He said since the Supreme Court has referred the petitions to the Constitutional Bench of the Court for consideration and to examine the Constitutional validity of the Act, implementation of such an act may amount to pre-empting the judicial verdict.
Dr Farooq had asked the head of the Commission that being a renowned legal luminary of the country he shouldn’t go ahead with the proceedings as it may amount to exercising of powers under an Act whose constitutional validity is being examined by the Constitutional Bench of the Supreme Court.
However, Jitendra Singh, minister of state in the Prime Minister’s office and MP from Udhampur, and Jugal Kishore Sharma, MP from Jammu had attended the February 18 meeting.
They told the Commission that delimitation of constituencies should consider existing boundaries of administrative units, communications, public convenience, with special attention to the local terrain. As per the 2011 Census, the population in Kashmir region is 68, 88, 475 and Jammu has a population of 53, 78, 538.
Since the population of Kashmir Valley is higher than Jammu, Jammu politicians have been long insisting that instead of population, geography should be made criteria.

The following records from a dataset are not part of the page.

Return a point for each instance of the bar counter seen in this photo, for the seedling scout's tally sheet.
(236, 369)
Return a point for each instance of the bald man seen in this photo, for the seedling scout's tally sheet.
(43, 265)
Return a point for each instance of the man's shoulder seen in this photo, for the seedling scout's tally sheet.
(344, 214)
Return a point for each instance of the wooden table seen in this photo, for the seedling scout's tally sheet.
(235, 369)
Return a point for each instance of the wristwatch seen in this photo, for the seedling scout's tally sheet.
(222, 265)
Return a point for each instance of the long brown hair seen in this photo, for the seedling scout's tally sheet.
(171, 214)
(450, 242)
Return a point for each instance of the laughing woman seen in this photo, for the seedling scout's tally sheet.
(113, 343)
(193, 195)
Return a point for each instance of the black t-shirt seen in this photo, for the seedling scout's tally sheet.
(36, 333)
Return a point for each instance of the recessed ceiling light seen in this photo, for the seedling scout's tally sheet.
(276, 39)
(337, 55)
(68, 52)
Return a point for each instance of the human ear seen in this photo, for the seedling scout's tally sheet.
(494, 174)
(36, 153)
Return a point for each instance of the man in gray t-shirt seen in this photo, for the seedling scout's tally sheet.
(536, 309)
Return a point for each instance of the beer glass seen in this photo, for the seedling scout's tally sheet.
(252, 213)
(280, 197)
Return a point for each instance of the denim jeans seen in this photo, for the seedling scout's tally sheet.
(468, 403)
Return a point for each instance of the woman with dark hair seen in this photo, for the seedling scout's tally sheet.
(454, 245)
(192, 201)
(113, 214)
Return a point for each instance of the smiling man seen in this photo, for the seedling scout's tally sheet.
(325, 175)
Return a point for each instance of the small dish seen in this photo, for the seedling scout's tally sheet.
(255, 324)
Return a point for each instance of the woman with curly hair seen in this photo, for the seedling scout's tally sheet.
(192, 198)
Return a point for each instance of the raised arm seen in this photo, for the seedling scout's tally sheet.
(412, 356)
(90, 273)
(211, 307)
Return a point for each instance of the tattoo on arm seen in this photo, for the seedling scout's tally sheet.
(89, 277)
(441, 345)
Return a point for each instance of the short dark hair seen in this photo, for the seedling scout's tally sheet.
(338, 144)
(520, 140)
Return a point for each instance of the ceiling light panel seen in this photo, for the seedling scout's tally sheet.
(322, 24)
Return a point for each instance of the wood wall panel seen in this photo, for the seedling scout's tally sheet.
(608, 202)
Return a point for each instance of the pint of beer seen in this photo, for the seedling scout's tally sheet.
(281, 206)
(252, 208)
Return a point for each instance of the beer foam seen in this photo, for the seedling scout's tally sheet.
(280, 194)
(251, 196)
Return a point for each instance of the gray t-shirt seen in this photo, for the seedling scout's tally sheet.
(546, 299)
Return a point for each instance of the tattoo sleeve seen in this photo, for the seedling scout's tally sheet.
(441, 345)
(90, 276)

Jammu and Kashmir Reorganization Act says that the number of seats in the Assembly of Jammu and Kashmir would be increased from 107 to 114 including 24 seats which are reserved for Pakistan occupied Kashmir (PoK) while the election will be held for 90 seats.
Before August 5, the State of Jammu and Kashmir had 111 seats including 24 reserved for PoK and elections were held for 87 seats. With the creation of Ladakh as Union Territory, four seats of the region were reduced and the Assembly was left with 83 seats. In the previous Assembly, Kashmir had 46 seats, Jammu 37, and Ladakh four.
Delimitation of the Assembly constituencies was last held in 1994-95 during the president’s rule in Jammu and Kashmir. At that time seats of the erstwhile State Assembly were raised from 76 to 87. Jammu region’s seats were increased from 32 to 37, Kashmir’s from 42 to 46 and Ladakh’s seats increased from two to four.
However, the then National Conference government had frozen delimitation in 2002 in accordance with the decision taken by the then NDA government.